The spork in the road.
To the left is Meeks General Store (original), then clockwise is Clover Hill Tavern guesthouse (original), Clover Hill Tavern kitchen (original, now the bookstore and where you can get your National Parks Passport stamped if you are part of our Nerd Herd), and Clover Hill Tavern. The original name of the town, Clover Hill (yes, I know...shocker) was due to life being centered around the tavern. I got in trouble the last time my life was centered around the tavern. Clearly I am from another age. (Just out of the frame to the right is the court house, which was reconstructed after a fire destroyed it post-surrender. AKA not walking in their actual footsteps.)
The Appomattox Court House, where, on April 9, 1865 absolutely nothing happened.
Fact #3 The actual surrender took place at local businessman, Wilmer McLean's house because it represented neutral territory. Also, Mr. McLean was the first person General Lee's aide-de-camp met in the street that morning.
Somehow, in the hustle and bustle of trying to park a stroller and catch up to the rest of the group, I forgot to take a picture of the front of McLean's house. But it is your typical 2-story brick with stairs to the front door. (sidenote: I'm not terribly sure this part of the park is handicap accessible. They weren't jumping at the chance to offer us an elevator or a ramp for the stroller.)
Fact #4 General Grant's terms for surrender were only that the rebel soldiers no longer took up weapons against the country. General Lee's terms were that his men could return home to their families without facing trial for treason or prison.
General Lee had 30,000 troops with him at the time of surrender. They brought in 2 printing presses and worked all night to get passes printed for everyone by the next day. Which begs the question...why do we have to wait for weeks and weeks to get our orders for the next duty station? Something has gone way off track with our efficiency.
The entire event was an exercise in honor. Honor answering honor is what the 2 commanders called it. During the stacking of the arms, Union troops saluted Confederate troops, who saluted back. And Confederate troops were allowed to keep their sidearm. Enlisted men were allowed to keep their horse, if they had one. The parole passes provided safe passage for Confederate soldiers to return home and even afforded them free lodging and food in Union-supported establishments.
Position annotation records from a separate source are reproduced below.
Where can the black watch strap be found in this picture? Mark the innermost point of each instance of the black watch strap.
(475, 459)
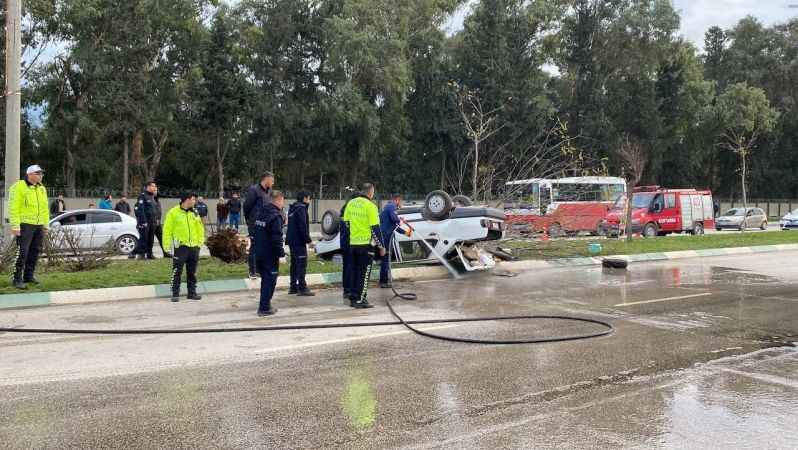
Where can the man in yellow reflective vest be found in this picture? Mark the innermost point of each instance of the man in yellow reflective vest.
(29, 215)
(183, 236)
(363, 222)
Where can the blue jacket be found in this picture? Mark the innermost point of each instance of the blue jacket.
(269, 236)
(298, 234)
(389, 220)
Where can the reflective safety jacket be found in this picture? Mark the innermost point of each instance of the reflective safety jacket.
(183, 227)
(28, 204)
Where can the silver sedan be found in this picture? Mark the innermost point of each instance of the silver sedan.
(95, 228)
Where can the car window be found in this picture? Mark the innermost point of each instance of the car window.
(103, 217)
(73, 219)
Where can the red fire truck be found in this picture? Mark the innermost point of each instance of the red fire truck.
(659, 212)
(561, 206)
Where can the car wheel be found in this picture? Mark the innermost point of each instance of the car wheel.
(650, 230)
(462, 200)
(555, 230)
(698, 229)
(437, 205)
(126, 244)
(330, 223)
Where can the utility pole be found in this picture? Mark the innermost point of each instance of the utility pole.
(13, 101)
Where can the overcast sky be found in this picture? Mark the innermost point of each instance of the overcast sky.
(699, 15)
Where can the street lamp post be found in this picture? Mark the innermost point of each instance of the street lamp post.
(13, 101)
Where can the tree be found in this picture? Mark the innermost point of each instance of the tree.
(745, 116)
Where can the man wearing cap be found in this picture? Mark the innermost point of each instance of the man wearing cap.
(183, 235)
(29, 214)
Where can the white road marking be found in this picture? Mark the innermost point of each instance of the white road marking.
(349, 339)
(681, 297)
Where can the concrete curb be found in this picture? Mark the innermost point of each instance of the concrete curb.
(326, 279)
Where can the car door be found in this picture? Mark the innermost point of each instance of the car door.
(104, 225)
(74, 228)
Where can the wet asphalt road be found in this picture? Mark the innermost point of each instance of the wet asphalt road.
(702, 357)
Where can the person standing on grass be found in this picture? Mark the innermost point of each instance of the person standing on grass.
(269, 250)
(257, 196)
(29, 217)
(298, 239)
(58, 206)
(221, 213)
(123, 206)
(184, 234)
(107, 203)
(148, 217)
(234, 206)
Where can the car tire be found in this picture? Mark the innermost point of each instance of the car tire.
(698, 229)
(650, 231)
(126, 244)
(463, 200)
(330, 223)
(437, 205)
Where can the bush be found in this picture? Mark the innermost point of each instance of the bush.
(228, 246)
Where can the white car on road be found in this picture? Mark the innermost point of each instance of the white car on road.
(444, 226)
(95, 228)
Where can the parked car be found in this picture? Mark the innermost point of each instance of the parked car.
(94, 228)
(790, 221)
(741, 219)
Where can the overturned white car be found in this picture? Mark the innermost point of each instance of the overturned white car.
(442, 228)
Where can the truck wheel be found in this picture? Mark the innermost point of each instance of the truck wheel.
(330, 222)
(650, 231)
(462, 200)
(437, 205)
(698, 229)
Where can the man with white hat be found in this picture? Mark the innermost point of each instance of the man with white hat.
(29, 214)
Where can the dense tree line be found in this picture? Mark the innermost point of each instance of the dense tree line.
(196, 93)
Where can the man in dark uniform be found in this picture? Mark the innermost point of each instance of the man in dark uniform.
(257, 196)
(269, 250)
(148, 218)
(298, 239)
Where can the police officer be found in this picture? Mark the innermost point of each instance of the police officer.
(257, 196)
(269, 249)
(184, 234)
(148, 218)
(29, 215)
(363, 219)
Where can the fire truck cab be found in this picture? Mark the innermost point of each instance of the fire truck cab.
(659, 212)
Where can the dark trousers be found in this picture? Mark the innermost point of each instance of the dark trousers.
(146, 240)
(268, 281)
(29, 246)
(188, 257)
(362, 260)
(346, 272)
(159, 235)
(299, 267)
(251, 259)
(385, 265)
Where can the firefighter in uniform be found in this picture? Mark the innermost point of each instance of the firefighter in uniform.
(184, 234)
(363, 223)
(29, 215)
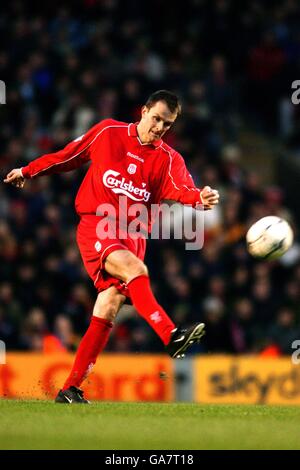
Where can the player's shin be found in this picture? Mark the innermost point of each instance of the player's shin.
(147, 306)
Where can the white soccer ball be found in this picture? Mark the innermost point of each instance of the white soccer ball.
(269, 238)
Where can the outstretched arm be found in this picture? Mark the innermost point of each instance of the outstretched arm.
(178, 185)
(75, 154)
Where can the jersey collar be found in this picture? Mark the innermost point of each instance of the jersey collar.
(132, 132)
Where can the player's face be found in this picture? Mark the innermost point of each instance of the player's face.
(156, 121)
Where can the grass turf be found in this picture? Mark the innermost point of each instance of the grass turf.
(124, 426)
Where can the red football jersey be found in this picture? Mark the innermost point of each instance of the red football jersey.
(120, 166)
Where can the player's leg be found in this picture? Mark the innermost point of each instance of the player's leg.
(107, 305)
(124, 265)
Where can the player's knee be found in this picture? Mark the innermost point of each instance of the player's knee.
(136, 269)
(108, 311)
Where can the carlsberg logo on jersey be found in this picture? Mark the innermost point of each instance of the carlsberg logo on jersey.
(120, 186)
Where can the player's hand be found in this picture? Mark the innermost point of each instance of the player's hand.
(210, 197)
(15, 178)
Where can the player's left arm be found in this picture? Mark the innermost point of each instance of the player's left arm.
(178, 185)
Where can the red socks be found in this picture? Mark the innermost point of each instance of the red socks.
(147, 306)
(92, 343)
(96, 336)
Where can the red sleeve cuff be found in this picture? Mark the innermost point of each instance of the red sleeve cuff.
(25, 172)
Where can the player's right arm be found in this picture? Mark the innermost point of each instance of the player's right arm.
(75, 154)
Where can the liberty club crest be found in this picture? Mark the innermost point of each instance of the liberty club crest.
(132, 168)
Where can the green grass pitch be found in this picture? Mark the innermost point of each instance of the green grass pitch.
(148, 426)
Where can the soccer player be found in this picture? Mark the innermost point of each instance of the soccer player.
(130, 161)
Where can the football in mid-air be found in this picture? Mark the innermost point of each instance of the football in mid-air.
(269, 238)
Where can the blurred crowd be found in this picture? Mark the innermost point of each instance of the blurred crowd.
(68, 66)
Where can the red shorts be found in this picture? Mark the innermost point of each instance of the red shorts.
(93, 251)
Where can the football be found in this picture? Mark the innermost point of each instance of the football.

But it also proved that they were not deserters, who did face trial and prison.
Fact #5 The surrender at Appomattox is generally only a blip on someone's radar, usually around the 6th grade. But being there, hearing the stories, and understanding what lead to the event and what groundwork it was laying for the future is much more vivid when you visit the park. It is easy now, over 100 years down the road, to forget about what was at stake and how the Civil War was anything but civil. Men and women fought and died over the idea that we are all equal...that no one can own another person. The civil war over civil rights. And today we do battle for civil rights in courthouses and in the media and on our Facebook pages and through protests. The Appomattox Court House motto is "where the country was reunited." And we giggled because maybe we were. But it didn't stick. We are a country divided today, and I would argue even more so than in the days leading up to 9 April, 1865.